Nos últimos anos, o problema dos atrasos nos pagamentos do Estado atingiu uma dimensão alarmante, afetando todos os setores de atividade e, em particular, os seus elos mais fracos.
O atraso nestes pagamentos afeta negativamente a vida de milhares de cidadãos, empresas e entidades sem fins lucrativos, constituindo um fator de agravamento da situação económica e social do País. Afeta as empresas, que veem as suas disponibilidades financeiras ou liquidez postas em causa, colocando em risco a sua viabilidade económica ou obrigando-as a assumir elevados encargos suplementares. Especialmente prejudicadas são as micro, pequenas e médias empresas, que, forçadas a aguardar pagamentos durante meses e, por vezes, anos, e tendo muitas delas o Estado como principal cliente, sentem grande dificuldade em prosseguir a sua atividade.
Assentando numa visão simplista e deturpadora da realidade, o Governo atribui a origem do fenómeno dos pagamentos em atraso a uma mera aplicação deficiente dos procedimentos de registo e controlo de compromissos.
Na realidade, o problema tem a sua origem na política de subfinanciamento dos serviços do Estado nas administrações central, regional e local, levada a cabo por sucessivos governos do PS, PSD e CDS, subordinada aos dogmáticos objetivos da convergência nominal imposta pela moeda única, pelo cumprimento do Pacto de Estabilidade e, mais recente, pela total subserviência ao Pacto de Agressão da troica.
A obsessão pela redução do défice orçamental e pelo aparente controlo do crescimento da dívida pública tem levado sucessivos governos dos partidos da troica interna a negar a diversas entidades públicas, quer a nível central, quer a nível regional e local, as dotações orçamentais necessárias para cobrir todas as despesas decorrentes das respetivas funções e competências constitucionais e legais, colocando-as na indesejável situação de não conseguirem fazer face a todos os compromissos assumidos.
Partindo de um diagnóstico errado sobre a origem dos pagamentos em atraso, o Governo enveredou pelo caminho fácil da imposição de constrangimentos burocráticos e administrativos à execução da despesa orçamental e à assunção de compromissos financeiros decorrentes da contratação de serviços, aquisição de mercadorias ou contratação de pessoal por parte das entidades das administrações central, regional e local, da Segurança Social e dos hospitais EPE, sem antecipadamente ter atacado a origem do problema dos pagamentos em atraso, ou seja, o subfinanciamento crónico dos serviços públicos, desresponsabilizando-se das opções políticas de suborçamentação e subfinanciamento, passando o ónus para eleitos regionais e autárquicos, para responsáveis de serviços e empresas públicas e para os respetivos trabalhadores.
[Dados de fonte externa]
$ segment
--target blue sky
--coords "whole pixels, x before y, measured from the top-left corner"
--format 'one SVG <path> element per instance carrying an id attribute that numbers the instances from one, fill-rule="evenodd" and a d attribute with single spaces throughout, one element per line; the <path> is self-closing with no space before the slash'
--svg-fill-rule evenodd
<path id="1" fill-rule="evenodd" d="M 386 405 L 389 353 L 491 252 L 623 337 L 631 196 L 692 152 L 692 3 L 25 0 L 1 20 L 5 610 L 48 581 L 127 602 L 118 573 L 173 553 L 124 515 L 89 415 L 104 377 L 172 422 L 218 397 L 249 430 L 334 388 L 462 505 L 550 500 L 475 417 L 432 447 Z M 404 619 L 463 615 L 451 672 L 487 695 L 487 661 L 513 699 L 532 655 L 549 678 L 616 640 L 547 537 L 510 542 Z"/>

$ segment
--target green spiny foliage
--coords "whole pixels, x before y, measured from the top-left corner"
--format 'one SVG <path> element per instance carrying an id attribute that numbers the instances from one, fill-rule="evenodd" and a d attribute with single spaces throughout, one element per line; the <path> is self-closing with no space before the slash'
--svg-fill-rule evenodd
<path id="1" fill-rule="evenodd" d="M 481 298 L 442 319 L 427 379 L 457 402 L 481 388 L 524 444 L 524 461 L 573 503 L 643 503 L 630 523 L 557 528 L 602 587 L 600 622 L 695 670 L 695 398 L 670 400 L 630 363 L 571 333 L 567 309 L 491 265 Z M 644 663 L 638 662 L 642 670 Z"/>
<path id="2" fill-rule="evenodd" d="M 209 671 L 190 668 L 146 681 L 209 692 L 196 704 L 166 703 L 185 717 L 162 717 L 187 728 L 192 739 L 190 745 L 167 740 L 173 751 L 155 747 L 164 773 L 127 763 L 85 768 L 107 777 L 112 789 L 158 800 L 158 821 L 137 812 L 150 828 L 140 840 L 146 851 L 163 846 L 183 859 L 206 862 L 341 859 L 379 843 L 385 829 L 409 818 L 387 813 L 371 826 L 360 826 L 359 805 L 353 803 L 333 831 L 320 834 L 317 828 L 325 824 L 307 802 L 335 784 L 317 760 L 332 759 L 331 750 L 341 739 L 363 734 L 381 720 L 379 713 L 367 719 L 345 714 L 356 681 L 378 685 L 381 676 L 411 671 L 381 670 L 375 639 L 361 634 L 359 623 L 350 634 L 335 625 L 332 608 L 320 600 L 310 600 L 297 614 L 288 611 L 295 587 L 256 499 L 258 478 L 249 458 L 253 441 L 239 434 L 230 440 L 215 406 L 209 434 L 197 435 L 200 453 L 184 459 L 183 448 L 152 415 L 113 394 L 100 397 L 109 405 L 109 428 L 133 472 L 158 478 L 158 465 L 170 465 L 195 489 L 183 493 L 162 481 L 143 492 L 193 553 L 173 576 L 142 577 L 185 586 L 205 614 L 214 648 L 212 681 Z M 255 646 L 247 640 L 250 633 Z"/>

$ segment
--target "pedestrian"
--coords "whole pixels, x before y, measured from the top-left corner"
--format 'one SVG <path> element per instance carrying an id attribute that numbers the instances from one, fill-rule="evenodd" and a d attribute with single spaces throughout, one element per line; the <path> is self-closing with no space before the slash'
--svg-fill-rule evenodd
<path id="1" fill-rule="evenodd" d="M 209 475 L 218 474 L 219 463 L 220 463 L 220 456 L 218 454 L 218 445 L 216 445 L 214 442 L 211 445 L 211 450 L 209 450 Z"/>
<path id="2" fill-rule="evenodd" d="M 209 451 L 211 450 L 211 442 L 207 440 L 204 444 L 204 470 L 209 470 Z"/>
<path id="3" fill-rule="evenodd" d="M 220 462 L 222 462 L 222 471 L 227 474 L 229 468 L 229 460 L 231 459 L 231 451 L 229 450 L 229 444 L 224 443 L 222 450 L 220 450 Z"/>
A solução encontrada pelo Governo e pela maioria PSD/CDS que o suporta, consagrada na Lei n.º 8/2012, de 21 de fevereiro (Lei dos Compromissos e dos Pagamentos em Atraso) é, contudo, completamente desadequada. Conduz, tal como o PCP alertou insistentemente aquando da discussão da proposta de lei na Assembleia da República, ao estrangulamento funcional das entidades públicas e à degradação da sua capacidade de prestarem os serviços públicos que lhes estão atribuídos. Compromete as funções sociais do Estado, visando o favorecimento dos grandes interesses privados que, desde há muito tempo, procuram apoderar-se dos serviços prestados pela administração pública, transformando-os em chorudos negócios. No caso concreto dos municípios, representa ainda uma inaceitável intromissão na autonomia administrativa e financeira do Poder Local, consagrada na Constituição da República Portuguesa.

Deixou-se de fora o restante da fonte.